This might sound like the title to a punk-rock song, but it's true: I had a New Bomb Turkey sandwich with a New Bomb Turk.

This might sound like the title to a punk-rock song, but it's true: I had a New Bomb Turkey sandwich with a New Bomb Turk.

I'll fill in the blanks. I met Jim Weber, guitarist for the New Bomb Turks - one of the best and most successful Columbus punk bands ever - in the Melt Bar and Grilled at Easton Town Center, where we ate the seasonal sandwich named for the band that Weber helped found.

Yep, we each had a New Bomb Turkey ($14) - the mammoth, Thanksgiving-month-appropriate sandwich Melt features during November. It'll only be available for about another week, but as Weber suggested, it's well-worth seeking out - with a beer or three. That way, Melt's booze (huge beer list) and fortifying holiday food can prime you for (or ease the disappointment after) a mandatory family Thanksgiving dinner.

Obviously Weber was familiar with the Cleveland-based chain's annual November special. "It's good - everything gets slammed together. It's like the best Thanksgiving leftovers sandwich you never made," he told me as we sat down in the big, kitschy and duskily lit space.

Melt's space also celebrates rock 'n' roll, so the New Bomb Turks bandmates aren't just commemorated on plates.

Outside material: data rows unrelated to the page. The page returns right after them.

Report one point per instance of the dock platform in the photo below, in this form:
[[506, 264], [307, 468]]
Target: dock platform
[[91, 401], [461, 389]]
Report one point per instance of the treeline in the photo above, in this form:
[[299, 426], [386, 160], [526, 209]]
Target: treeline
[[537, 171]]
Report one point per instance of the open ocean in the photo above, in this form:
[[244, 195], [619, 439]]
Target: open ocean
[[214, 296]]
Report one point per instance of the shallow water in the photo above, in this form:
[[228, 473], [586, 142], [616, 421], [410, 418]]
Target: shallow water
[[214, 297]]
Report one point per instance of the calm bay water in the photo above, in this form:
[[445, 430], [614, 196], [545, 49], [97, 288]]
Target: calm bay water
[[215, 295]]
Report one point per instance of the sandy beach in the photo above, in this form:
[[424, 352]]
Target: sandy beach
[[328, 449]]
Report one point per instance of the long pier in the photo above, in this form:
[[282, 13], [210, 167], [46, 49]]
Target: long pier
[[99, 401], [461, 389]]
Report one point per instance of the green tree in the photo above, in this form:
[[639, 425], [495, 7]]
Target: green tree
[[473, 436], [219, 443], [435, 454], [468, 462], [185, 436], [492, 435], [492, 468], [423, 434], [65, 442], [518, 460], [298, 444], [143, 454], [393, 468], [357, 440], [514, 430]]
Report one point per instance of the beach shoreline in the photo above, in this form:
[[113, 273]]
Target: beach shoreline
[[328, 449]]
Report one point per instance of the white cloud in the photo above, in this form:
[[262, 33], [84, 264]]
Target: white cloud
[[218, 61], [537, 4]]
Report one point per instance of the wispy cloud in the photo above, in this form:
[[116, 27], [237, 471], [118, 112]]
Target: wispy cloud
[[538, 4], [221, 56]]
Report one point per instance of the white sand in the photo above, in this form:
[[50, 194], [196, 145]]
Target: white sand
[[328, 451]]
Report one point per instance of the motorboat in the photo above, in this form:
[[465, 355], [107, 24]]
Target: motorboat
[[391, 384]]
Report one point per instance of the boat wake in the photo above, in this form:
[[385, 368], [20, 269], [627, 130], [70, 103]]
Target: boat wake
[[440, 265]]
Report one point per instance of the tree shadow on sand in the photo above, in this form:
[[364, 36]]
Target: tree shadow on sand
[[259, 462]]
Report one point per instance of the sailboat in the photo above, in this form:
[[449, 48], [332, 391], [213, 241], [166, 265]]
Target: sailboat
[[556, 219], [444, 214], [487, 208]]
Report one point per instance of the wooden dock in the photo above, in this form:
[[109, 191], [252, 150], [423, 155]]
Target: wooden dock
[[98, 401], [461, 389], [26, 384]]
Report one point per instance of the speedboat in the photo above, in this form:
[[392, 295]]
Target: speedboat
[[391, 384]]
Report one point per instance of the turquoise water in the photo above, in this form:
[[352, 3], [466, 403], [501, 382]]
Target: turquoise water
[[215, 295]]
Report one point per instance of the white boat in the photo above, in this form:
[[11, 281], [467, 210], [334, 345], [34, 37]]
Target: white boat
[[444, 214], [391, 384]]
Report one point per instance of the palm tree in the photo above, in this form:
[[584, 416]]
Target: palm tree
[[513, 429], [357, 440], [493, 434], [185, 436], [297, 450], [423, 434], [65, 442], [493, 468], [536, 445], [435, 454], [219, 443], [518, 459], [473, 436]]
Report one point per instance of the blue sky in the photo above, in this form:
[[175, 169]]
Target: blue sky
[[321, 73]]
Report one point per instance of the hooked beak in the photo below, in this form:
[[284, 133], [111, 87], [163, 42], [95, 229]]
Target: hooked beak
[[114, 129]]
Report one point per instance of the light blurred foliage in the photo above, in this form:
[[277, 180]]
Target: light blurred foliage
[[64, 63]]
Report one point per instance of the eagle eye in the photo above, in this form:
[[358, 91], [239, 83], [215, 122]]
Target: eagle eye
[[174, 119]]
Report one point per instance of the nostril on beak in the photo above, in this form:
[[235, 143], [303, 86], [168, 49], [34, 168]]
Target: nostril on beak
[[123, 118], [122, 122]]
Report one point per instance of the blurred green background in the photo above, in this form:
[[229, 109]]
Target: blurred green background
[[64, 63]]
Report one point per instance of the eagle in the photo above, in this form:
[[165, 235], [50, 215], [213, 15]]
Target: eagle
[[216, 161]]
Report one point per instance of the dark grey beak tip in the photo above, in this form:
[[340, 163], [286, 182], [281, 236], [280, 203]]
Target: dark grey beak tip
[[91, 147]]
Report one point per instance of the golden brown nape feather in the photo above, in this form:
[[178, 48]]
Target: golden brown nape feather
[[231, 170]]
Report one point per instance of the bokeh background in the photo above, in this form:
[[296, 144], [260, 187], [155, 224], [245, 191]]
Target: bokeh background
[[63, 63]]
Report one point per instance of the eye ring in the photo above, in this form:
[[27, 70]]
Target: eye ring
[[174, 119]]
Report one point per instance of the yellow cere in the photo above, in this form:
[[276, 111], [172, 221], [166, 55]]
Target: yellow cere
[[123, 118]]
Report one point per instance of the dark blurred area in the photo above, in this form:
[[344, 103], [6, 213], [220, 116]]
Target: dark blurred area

They reappear in the transporting black-and-white photographs taken by Jay Brown that document great Columbus bands (playing in places such as Stache's) in an inspired photo gallery. Not one to mist over about "the good old days," Weber laughed when pointing out that Brown's little gallery is located near the bathrooms.

Back to the plate. That NBT sandwich is one of the best things I've tried at Melt. Thick, crusty, griddle-toasted bread bolstered by melted Muenster cheese forms a sturdy vehicle for hefty slices of turkey breast revived on the griddle. This gets garnished with very respectable versions of the classic side dishes you'd expect.

That means slabs of comforting stuffing studded with carrot and fragrant with sage, onion and celery; roasted butternut squash scented with cinnamon and used like a condiment; plus bright and textured cranberry-orange jam for counterpoint. "Homemade turkey gravy" is also advertized, but if my sandwich had any, there wasn't much.

Still, when paired with Melt's (Weber-recommended) real-deal smashed redskin potatoes, this special handheld feast will do to your appetite - and the holiday blahs - what the Turks have been doing on stage for about a quarter century: "!!Destroy-Oh-Boy!!"